Weeding before planting grass seed helps prevents weeds from outgrowing the new grass. Annual weeds grow, flower and die within one growing season, leaving seeds behind in soil, and perennial weeds return every year, sprouting from vigorous roots. Preparing a lawn area before sowing grass seed involves removing annual and perennial weeds and their roots, and encouraging weed seeds to sprout so they can also be removed.
Digging up Weeds
Digging up weeds is a labor-intensive but nonchemical method of weeding before sowing grass seed. A garden fork is the best tool for digging up weeds because it digs deeply but is less likely to slice through roots than a spade. Cutting weed roots is a bad idea because small pieces of perennial weed roots can grow into new plants.
Push a garden fork into the soil at one corner of the lawn area, and lever the fork upward to lift the weed roots out of the soil. Try to remove the roots whole, or pick out out of the soil any root pieces that break off. Remove the weed roots from the whole patch, working backwards to avoid treading on soil you've dug.
Digging up weeds removes weed plants but not weed seeds.
Pushing and pulling a sharp hoe at a shallow depth in the soil cuts through weed stems and controls or weakens the plants. To be effective, you must irrigate and hoe the lawn area two or three times over about six weeks. Irrigating the soil encourages weed seeds to sprout.
Water the lawn area with a garden hose fitted with a spray attachment until the soil is moist to a depth of 7 or 8 inches. Two or three weeks later, before the weed seedlings have four leaves, hoe the soil with a sharp-bladed hoe, cutting through the weed stems and roots about 1 inch below the soil surface. Irrigate and hoe the area again two or three times.
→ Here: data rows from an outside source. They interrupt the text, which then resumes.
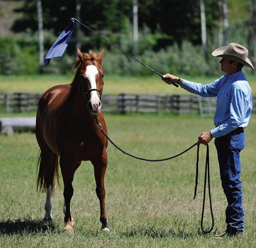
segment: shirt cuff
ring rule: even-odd
[[[218,138],[220,136],[219,134],[218,133],[219,130],[218,130],[218,128],[215,128],[213,129],[212,129],[210,132],[214,138]]]

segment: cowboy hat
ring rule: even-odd
[[[248,58],[248,50],[244,46],[236,43],[230,43],[228,46],[221,47],[215,50],[212,55],[221,57],[240,63],[254,69],[252,62]]]

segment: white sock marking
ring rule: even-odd
[[[52,219],[52,204],[51,203],[51,190],[52,186],[51,185],[46,190],[46,201],[44,204],[44,210],[45,213],[44,214],[44,219]]]

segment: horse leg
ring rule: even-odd
[[[80,165],[81,164],[81,163],[82,161],[80,161],[80,162],[77,163],[77,164],[76,164],[74,165],[73,165],[72,170],[72,173],[73,174],[73,178],[72,179],[72,181],[73,181],[73,179],[74,179],[74,174],[75,174],[75,171],[76,170],[77,168],[80,166]],[[64,215],[66,215],[66,203],[65,200],[64,200],[64,205],[63,206],[63,213],[64,214]],[[70,211],[71,212],[71,208],[70,208]],[[74,225],[75,225],[75,221],[74,221],[74,219],[72,218],[72,216],[71,216],[71,224],[72,226],[74,226]]]
[[[75,166],[77,164],[76,164],[74,166]],[[66,205],[65,216],[64,217],[64,221],[66,225],[63,231],[65,233],[67,234],[72,234],[74,232],[71,223],[72,218],[71,217],[70,208],[70,202],[74,193],[74,188],[72,186],[74,173],[72,172],[73,166],[71,165],[72,162],[70,161],[70,158],[67,155],[60,155],[60,165],[64,184],[63,195]],[[78,166],[77,166],[77,167],[78,168]]]
[[[54,186],[54,176],[55,166],[57,164],[57,162],[56,162],[57,157],[57,155],[48,146],[41,149],[41,161],[40,165],[41,172],[41,176],[44,179],[43,183],[42,181],[41,183],[44,185],[41,185],[41,186],[46,188],[46,199],[44,204],[45,212],[44,220],[44,221],[47,222],[52,221],[52,219],[51,198],[53,189],[52,187]],[[40,171],[39,169],[39,171]]]
[[[108,164],[108,156],[106,149],[101,156],[95,157],[91,160],[94,168],[94,175],[96,182],[96,193],[100,201],[100,220],[102,224],[101,230],[110,231],[108,225],[108,218],[105,207],[106,192],[104,186],[104,177]]]

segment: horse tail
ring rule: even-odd
[[[59,179],[60,178],[59,173],[59,156],[55,153],[54,154],[53,158],[52,160],[52,163],[51,165],[50,169],[53,173],[53,175],[52,176],[51,181],[50,182],[50,184],[52,186],[51,189],[51,194],[52,195],[54,193],[54,188],[55,179],[57,180],[57,182],[60,188],[60,182]],[[37,179],[36,184],[36,189],[37,191],[44,192],[45,191],[46,187],[48,186],[46,184],[46,182],[44,180],[44,174],[47,173],[47,171],[45,171],[44,169],[44,166],[43,164],[42,160],[42,153],[41,150],[39,150],[38,153],[38,159],[37,160],[37,171],[38,172],[38,175],[37,176]]]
Hoeing weeds when the soil is dry provides the best results.
Tilling the Soil
Perennial weeds can often survive one experience of tilling, but tilling the soil three or four times often effectively controls perennial and annual weeds and their seeds. Tilling with a mechanical rotary tiller takes the backache out of controlling weeds, brings weed seeds to the soil surface, where they sprout, but tilling also leaves plenty of small pieces of root in the soil. When the soil is tilled again, however, this weakens perennial weeds and controls weed seedlings.
Put on long pants, a long-sleeved shirt, leather gloves, boots with steel toecaps and safety goggles before using a rotary tiller. Run the tiller up and down the lawn area until all the soil has been tilled. Till the soil again two weeks later, and twice more at two week intervals before planting grass seed.
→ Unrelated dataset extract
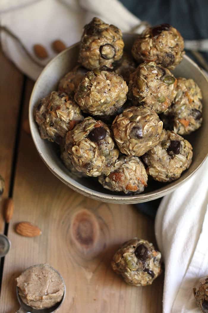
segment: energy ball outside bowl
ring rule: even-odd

Irrigating the soil after tilling it encourages weed roots and seeds to sprout, ready to be removed by tilling again.
Solarizing the Soil
Soil solarization involves covering the ground in plastic in summer so that the soil heats up under the hot summer sun, controlling weeds and weed seeds. The process takes four to six weeks and is most effective during the hottest part of the year and in areas that experience hot summers.
Solarization doesn't control all weeds. Two weeds that aren't controlled by solarization are field bindweed (Convolvulus arvenis), which is hardy in U.S. Department of Agriculture plant hardiness zones 3 through 9, and bermudagrass (Cynodon spp.), which is hardy in USDA zones 7 through 10. Solarization does control field bindweed and bermudagrass seeds.
Before solarizing the lawn area, hoe the existing weeds to remove the top growth. Irrigate the soil so that it's moist to a depth of 7 to 8 inches, and spread a sheet of clear polythene 1 to 2 mm thick over the soil surface. Use the thicker polythene in windy areas. Bury the edges of the polythene in shallow trenches to prevent the wind from lifting it, and leave it for at least four weeks but no longer than six or seven weeks. After removing the sheet, the soil can be made ready for sowing.
Non-selective herbicides such as glyphosate effectively control weeds before sowing a new lawn.
Put on protective clothing, safety goggles and gloves, and spray a ready-to-use 2 percent glyphosate herbicide over the lawn area on a dry, still day. Glyphosate is a systemic herbicide that kills weeds by traveling to their roots, and it can take up to two weeks to work. If there are green weeds remaining after two weeks, spray the area again. Remove the dead weeds by digging them up or tilling them into the soil.
Glyphosate harms most plants, including ornamental varieties you may wish to keep. Don't spray glyphosate near valued plants, or you can protect them with cardboard before you spray.